Vers une révision des directives européennes sur le tabac ?

Attendue depuis des années par les gouvernements européens et les associations de lutte anti-tabac, la révision de la directive européenne sur la taxation du tabac pourrait bientôt être d’actualité. La pression exercée par les États membres de l’Union européenne sur la présidence de la Commission semble donc avoir porté ses fruits, et ce alors qu’Ursula von der Leyen est parfois suspectée de vouloir protéger les intérêts des cigarettiers.

Contre la fumée de cigarette, une fumée blanche serait-elle enfin apparue sur le toit de la Commission européenne ? D’après la presse spécialisée, l’exécutif européen serait sur le point d’ouvrir une procédure afin de réviser, enfin, la directive sur la fiscalité du tabac (DTT). Plusieurs sources bruxelloises auraient confirmé cette rumeur auprès du site d’informations Euractiv. Par ailleurs, le commissaire européen en charge des affaires fiscales, Wopke Hoekstra, aurait rencontré les experts de la direction générale fiscalité et union douanière (DG TAXUD) le 11 juin dernier, afin de valider une ébauche de directive révisée.

Changement de pied

Si ces informations venaient à être vérifiées, il s’agirait d’un changement de pied majeur au sommet de l’Union européenne (UE). Inchangée depuis 2011, la DTT fait depuis quelques mois l’objet d’un âpre combat entre, d’un côté, la présidente de la Commission européenne, Ursula von der Leyen, qui bloquait jusqu’à présent toute révision et n’avait pas inscrit ce texte à l’agenda de la Commission pour 2025 ; et, de l’autre, une quinzaine d’États membres de l’UE – dont la France – qui pressent Ursula von der Leyen de mettre à jour un texte devenu depuis longtemps obsolète.

Le 26 mai dernier, quinze ministres européens de l’Économie et des finances écrivaient ainsi une lettre commune à la présidente de la Commission, lui demandant de « prendre sans délai les mesures nécessaires pour mettre à jour » la DTT. Revendiquant un « accord presque unanime » au sein du Conseil, les ministres faisaient part dans ce courrier de « l’urgente nécessité » de réviser la directive.

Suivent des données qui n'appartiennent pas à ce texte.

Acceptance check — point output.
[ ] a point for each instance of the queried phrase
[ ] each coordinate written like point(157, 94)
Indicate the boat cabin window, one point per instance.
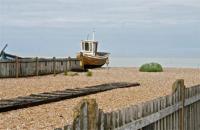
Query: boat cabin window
point(89, 47)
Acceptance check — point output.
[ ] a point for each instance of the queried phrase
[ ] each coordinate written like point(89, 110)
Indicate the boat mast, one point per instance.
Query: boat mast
point(93, 34)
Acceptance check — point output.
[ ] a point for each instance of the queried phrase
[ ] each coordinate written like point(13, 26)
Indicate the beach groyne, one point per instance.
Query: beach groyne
point(37, 66)
point(177, 111)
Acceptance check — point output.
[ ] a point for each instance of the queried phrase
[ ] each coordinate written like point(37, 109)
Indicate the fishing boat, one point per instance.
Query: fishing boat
point(90, 57)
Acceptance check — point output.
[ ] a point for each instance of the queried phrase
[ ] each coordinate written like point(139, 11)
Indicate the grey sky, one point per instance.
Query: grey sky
point(145, 28)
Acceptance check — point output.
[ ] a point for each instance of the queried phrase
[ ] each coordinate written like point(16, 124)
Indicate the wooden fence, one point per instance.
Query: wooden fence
point(37, 66)
point(178, 111)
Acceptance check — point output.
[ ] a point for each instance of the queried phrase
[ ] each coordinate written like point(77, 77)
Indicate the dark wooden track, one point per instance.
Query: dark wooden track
point(48, 97)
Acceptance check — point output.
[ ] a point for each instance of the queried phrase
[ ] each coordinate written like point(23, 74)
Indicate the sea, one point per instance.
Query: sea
point(165, 62)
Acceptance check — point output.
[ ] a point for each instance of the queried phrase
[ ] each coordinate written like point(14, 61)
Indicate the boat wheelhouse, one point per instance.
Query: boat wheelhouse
point(89, 55)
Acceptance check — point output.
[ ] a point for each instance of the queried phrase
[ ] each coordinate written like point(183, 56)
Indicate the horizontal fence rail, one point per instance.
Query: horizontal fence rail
point(178, 111)
point(37, 66)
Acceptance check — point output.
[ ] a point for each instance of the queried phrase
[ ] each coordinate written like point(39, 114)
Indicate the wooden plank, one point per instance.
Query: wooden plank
point(48, 97)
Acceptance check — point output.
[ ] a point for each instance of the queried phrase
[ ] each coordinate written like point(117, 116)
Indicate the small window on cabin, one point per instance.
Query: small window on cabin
point(87, 46)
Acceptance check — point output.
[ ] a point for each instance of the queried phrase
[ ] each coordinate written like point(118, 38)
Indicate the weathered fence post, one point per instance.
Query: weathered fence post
point(180, 88)
point(54, 66)
point(86, 115)
point(36, 66)
point(17, 67)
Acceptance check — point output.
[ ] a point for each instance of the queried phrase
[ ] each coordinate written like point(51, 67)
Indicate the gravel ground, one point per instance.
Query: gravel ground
point(58, 114)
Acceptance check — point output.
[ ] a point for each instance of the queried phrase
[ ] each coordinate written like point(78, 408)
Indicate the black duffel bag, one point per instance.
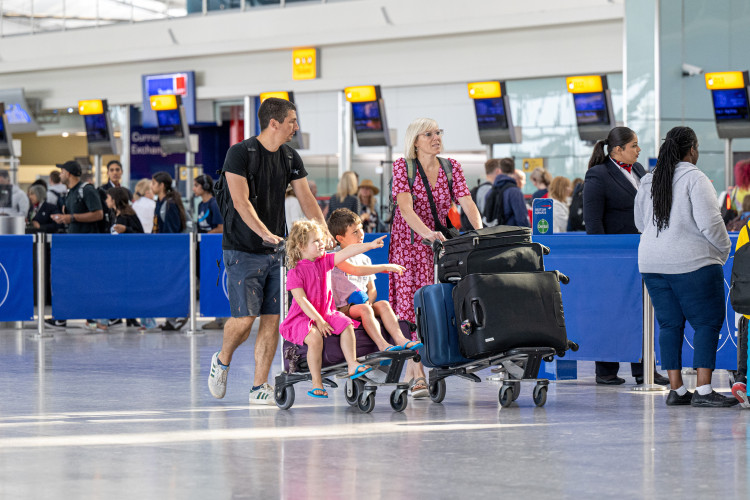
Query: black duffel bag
point(498, 312)
point(498, 249)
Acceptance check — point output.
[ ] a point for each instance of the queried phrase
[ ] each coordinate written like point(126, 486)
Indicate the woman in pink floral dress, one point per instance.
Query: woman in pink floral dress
point(423, 143)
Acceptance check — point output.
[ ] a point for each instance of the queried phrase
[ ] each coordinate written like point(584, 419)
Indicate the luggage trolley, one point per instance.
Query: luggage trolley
point(518, 364)
point(360, 392)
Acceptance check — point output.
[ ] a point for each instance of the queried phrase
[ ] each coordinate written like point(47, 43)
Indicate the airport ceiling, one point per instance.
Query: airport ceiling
point(27, 16)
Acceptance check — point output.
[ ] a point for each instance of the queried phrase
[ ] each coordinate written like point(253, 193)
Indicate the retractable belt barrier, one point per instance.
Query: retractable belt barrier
point(131, 276)
point(16, 277)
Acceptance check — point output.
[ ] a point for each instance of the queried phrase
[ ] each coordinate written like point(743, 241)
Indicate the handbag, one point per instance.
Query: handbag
point(447, 230)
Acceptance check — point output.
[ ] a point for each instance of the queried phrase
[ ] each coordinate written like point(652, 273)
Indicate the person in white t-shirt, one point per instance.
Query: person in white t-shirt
point(356, 296)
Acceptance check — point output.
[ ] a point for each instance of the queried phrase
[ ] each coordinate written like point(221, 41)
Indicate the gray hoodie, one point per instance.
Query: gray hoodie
point(696, 236)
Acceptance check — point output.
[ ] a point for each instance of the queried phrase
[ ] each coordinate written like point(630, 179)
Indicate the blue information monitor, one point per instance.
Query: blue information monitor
point(542, 216)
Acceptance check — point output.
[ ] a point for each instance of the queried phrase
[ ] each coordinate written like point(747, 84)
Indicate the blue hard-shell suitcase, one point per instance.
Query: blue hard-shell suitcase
point(436, 326)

En effet les taux d’accises, décidés il y a presque quinze ans, n’ont pas depuis été indexés sur l’inflation. Surtout, de nombreux produits nicotiniques (vapoteuses, sachets de nicotine) ont été « inventés » et commercialisés entre temps, qui nécessitent de revoir de fond en comble la taxation des produits du tabac.

La révision de la DTT ouvre la voie à celle de la TPD

Ursula von der Leyen semble donc avoir cédé à l’intense pression des États membres. En poste depuis 2019, la présidente de la Commission bloquait, contrairement à ce à quoi elle s’était engagée, toute tentative de révision de la DTT depuis plusieurs années. Une attitude qui n’était pas sans soulever de récurrentes questions quant aux liens supposés entre l’exécutif européen et l’industrie du tabac, alors que cette dernière déploie un lobbying agressif à Bruxelles, où elle dispose de plusieurs centaines de lobbyistes dédiés à la défense de ses intérêts.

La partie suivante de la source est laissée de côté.